For now suggest you aim for a stable Ph 7.0 and ensure you can maintain that for several days,  and observe your plants and livestock, before attempting to go down lower.


----------



## jaypeecee (22 Dec 2020)

Hi @Flyfisher 

I'm wondering if the CO2 being injected isn't diffusing into the water properly. Which diffuser are you using? Are all the CO2 bubbles just quickly rising to the water surface and thus being lost? It looks as if that may be happening judging by your photo. Do the bubbles look like a fine mist? It is also very important to have some water flow in the tank to enable the CO2 to disperse and mix with the water. In short, it should be possible to see fine CO2 bubbles everywhere in the tank. BTW, what filtration system are you using? This is important as it provides the all-important water flow. A good indicator of flow is when the plants gently sway from side to side. And, finally, is the water surface being agitated a lot? If so, this will contribute to the loss of CO2 from the water.

Just a few things worth checking.

JPC


----------



## Flyfisher (23 Dec 2020)

Hi all,

Thanks again for the replies. I will maybe try to do a pH profile soon but the API only shows increments of 0.5 e.g. 6.0, 6.5, 7.0.. It is currently sitting at about about 1 BPS after another fine tune yesterday. Just to clarify my photoperiod is 8 hours (13.00 - 21.00) with CO2 on at 11.00 and off at 19.30.

Jaypeecee - yes, I had wondered about my filter. It is a Dennerle nano EckFilter - quoted at 150L/h. I guess you would probably want it about 300lph for a 25-30L planted tank. I have the spraybar sitting at the back of the tank about 1 inch below the surface pointing forward with only a slight bit of surface agitation. I had wondered that the flow wasn't strong enough as there maybe isn't enough movement. 

The diffuser is a twinstar C02 diffuser - small             Twinstar Diffusor CO2 - Small (aquariumgardens.co.uk)         I think it is working ok.

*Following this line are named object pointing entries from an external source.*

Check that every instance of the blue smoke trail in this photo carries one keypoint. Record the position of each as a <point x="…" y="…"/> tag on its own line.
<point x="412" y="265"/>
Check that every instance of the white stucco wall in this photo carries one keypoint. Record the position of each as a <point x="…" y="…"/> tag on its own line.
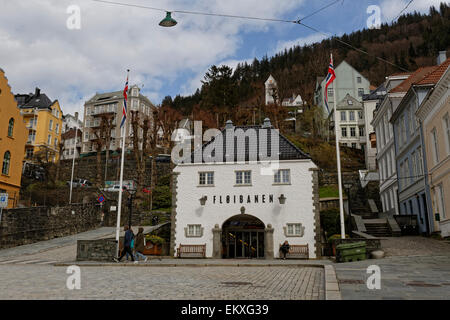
<point x="298" y="207"/>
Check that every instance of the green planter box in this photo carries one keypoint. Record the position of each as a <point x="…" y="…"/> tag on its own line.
<point x="351" y="258"/>
<point x="351" y="252"/>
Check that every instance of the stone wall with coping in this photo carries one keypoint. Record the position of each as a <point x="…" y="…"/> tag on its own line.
<point x="29" y="225"/>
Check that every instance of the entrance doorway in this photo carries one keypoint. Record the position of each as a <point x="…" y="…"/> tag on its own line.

One final note is that I would swear the Bacopa is showing new signs of growth in just the couple of days I have upped the CO2.

Alan


----------



## Flyfisher (24 Dec 2020)

Another update: I did a water change/ clean today.
I also took off the spray bar and diverted the flow of the filter at the stream of co2 bubbles to give better circulation. I have a spare diffuser for when the other one needs cleaning so swapped it in, as well as changing the drop checker solution. The result was that the circulation was greatly improved and the bubbles were a lot finer. All parts of the tank were full of tiny bubbles of co2, which is the general idea I guess. Unfortunately this lead to the drop checker very quickly turning yellow so I have had to dial back the amount of Co2 and will have to try and get it stabilised at a nice light green colour over the next few days. At least I know now that the circulation wasn’t good enough.


----------